Charley Pride's In Person, the first major live album released by a Black country artist, is an unassuming landmark. With a runtime of just under 34 minutes, Pride’s album is shorter than many of the recordings that are cited as among the greatest of all time, including Johnny Cash’s At Folsom Prison and Buck Owens’ Carnegie Hall Concert. But despite its brevity, the album is an invigorating and essential piece of history, a portrait of a pioneering star on the precipice of unprecedented success.

Pride’s backing band for the 1969 album included a contingent of Nashville session players, among them Chip Young on rhythm guitar, Jerry Carrigan on drums, Roy Madison “Junior” Husky on bass, and David Briggs on piano. The group was led by Lloyd Green, a legendary pedal-steel player and vital presence on nearly all of Pride’s hit recordings. Dallas local Johnny Patterson, who had spent years proving his bonafides as Bob Wills’ lead guitarist, was a last-minute addition to the crew, which played for around 2500 people at Panther Hall in Fort Worth.

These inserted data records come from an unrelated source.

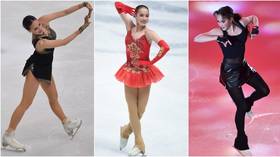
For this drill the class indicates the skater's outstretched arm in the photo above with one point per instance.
(251, 20)
(52, 16)
(126, 12)
(45, 43)
(211, 35)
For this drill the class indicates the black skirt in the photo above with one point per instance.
(40, 65)
(235, 74)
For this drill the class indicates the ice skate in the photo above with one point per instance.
(138, 149)
(135, 151)
(8, 140)
(125, 131)
(246, 152)
(71, 127)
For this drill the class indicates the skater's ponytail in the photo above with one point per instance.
(27, 21)
(227, 12)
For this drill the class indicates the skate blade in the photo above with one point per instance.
(244, 152)
(76, 130)
(9, 148)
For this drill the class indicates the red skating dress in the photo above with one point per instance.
(131, 73)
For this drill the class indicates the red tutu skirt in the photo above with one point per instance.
(138, 77)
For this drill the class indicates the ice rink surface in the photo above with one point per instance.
(164, 124)
(72, 71)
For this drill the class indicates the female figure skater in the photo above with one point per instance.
(138, 72)
(38, 71)
(231, 36)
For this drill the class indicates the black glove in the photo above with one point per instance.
(255, 30)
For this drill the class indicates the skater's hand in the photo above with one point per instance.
(89, 6)
(85, 25)
(255, 31)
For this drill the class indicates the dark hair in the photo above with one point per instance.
(27, 21)
(139, 7)
(227, 12)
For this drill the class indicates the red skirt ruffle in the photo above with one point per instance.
(138, 77)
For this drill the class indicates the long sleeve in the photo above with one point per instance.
(163, 50)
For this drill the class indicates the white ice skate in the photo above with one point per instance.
(250, 114)
(8, 139)
(123, 141)
(135, 151)
(246, 152)
(71, 127)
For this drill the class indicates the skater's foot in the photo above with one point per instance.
(250, 114)
(125, 131)
(246, 152)
(8, 139)
(72, 126)
(138, 149)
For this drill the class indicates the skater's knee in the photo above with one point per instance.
(53, 100)
(242, 107)
(265, 91)
(24, 104)
(140, 112)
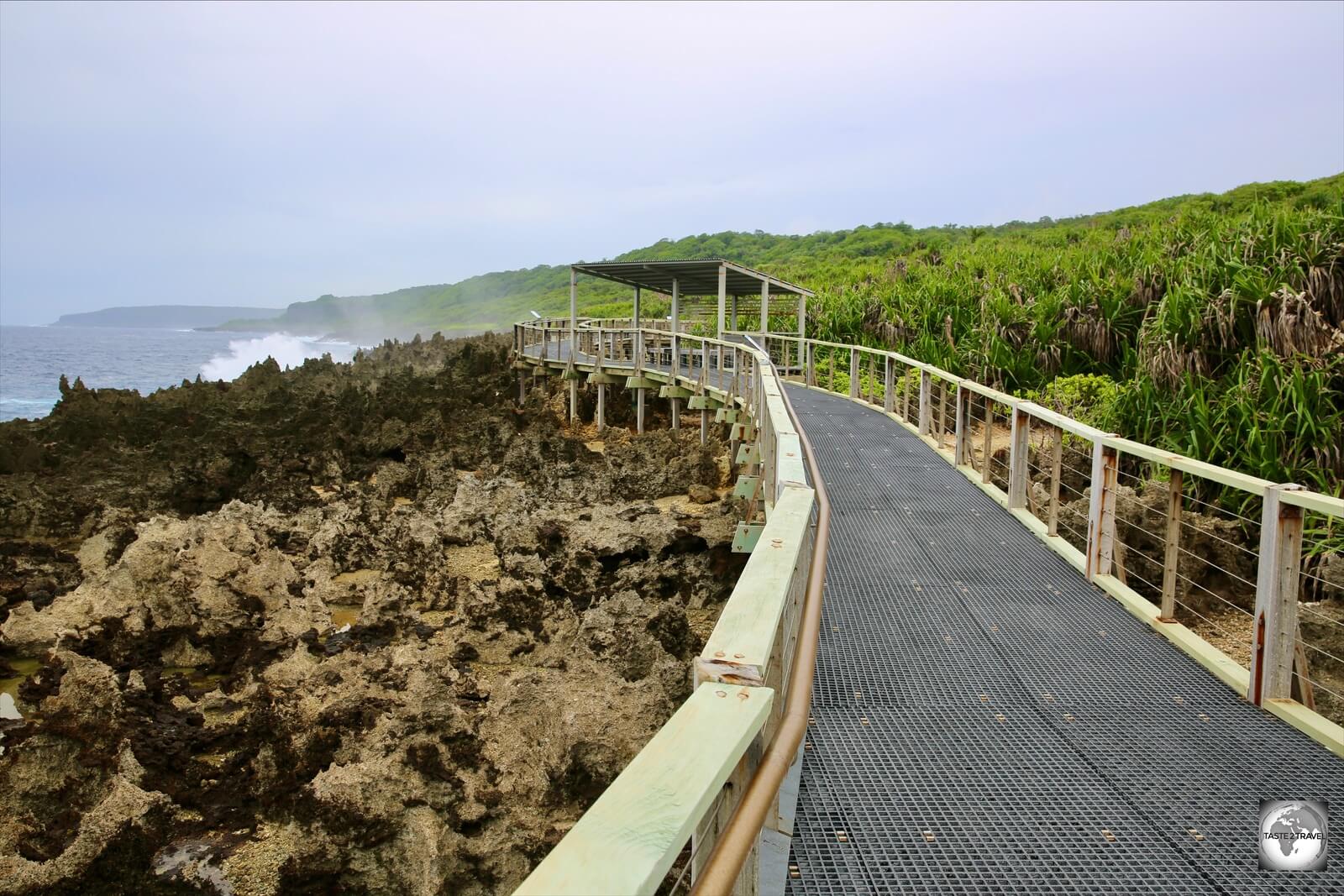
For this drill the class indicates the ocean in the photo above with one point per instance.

The album was recorded in July, 1968, three months after the assassination of Martin Luther King, Jr., ignited massive demonstrations across the country. A month later, clashes between protestors and police at the Democratic National Convention in Chicago would prove a turning point in the increasingly fraught battle for civil rights.

There’s no hint of this unrest on the album, of course, but if the atmosphere in the room was not quite as convivial as it seems, that’s mostly because producer Jack Clement had riled the audience by repeatedly stopping the performance to give Pride direction over the sound system. For his part, Pride was incredibly adept at navigating the issue of his presence in the genre, known to neutralize audiences with self-effacing charm and jokes about his “permanent tan.”

“It is a little unique, I admit,” Pride says off-handedly during one interlude, in reference to  his singing voice. “But I’ve been singing country music since I was about five-years-old and this is why I sound like I sound.”

He goes on to describe a memorable interaction with a white woman was erupted into near hysterics upon meeting Pride and confirming that the voice on his recordings did, in fact, belong to a Black singer. Later, in a characteristic display of humility, Pride says that the reason “why when I go on stage and try to sing as best as I can” is so that he never has to go back to picking cotton in Mississippi.

Succinct as it is, there’s a sense of spontaneity to the recording, which finds Pride breezing through renditions of Tom Paxton’s “The Last Thing On My Mind” and Bobby Bare’s “Streets of Baltimore.” Pride displays formidable yodeling skills on “Lovesick Blues” and devastates with “The Image of Me” and “Crystal Chandeliers,” both of which offer country heartache at its most pristine.

The album, which peaked at No. 1 on the country albums chart, delivered a single hit in the form of “Kaw-Liga,” a Hank Williams composition about a “wooden Indian” who falls in love with an “Indian maid” at an antique store. Pride’s version is no better or worse than other covers of the song, which also made an appearance on Loretta Lynn’s unfortunate Your Squaw Is on the Warpath that same year.

Four years earlier, Johnny Cash had taken out a full-page ad in Billboard, rebuking radio stations for refusing to play “The Ballad of Ira Hayes,” his empathic ode to the late war hero. Three decades later, indigenous groups’ denouncement of Tim McGraw’s “Indian Outlaw” would serve as a reminder that the genre continued to tread in racist stereotypes of indigenous people.

“Kaw-Liga” aside, Charley Pride In Person is a near-perfect distillation of Pride’s excellence, better even than his consistently great studio albums. He would go on to score an astounding twenty-nine No. 1 hits and became in 1971 the first (and, so far, only) Black artist to win the CMA for Entertainer of the Year, an honor that continues to serve as a yearly celebration of whiteness and maleness in the genre. As other Black artists — including Jimmie Allen, Kane Brown, Mickey Guyton and so many others — continue to break barriers in country music, let’s give Pride’s work the recognition it deserves.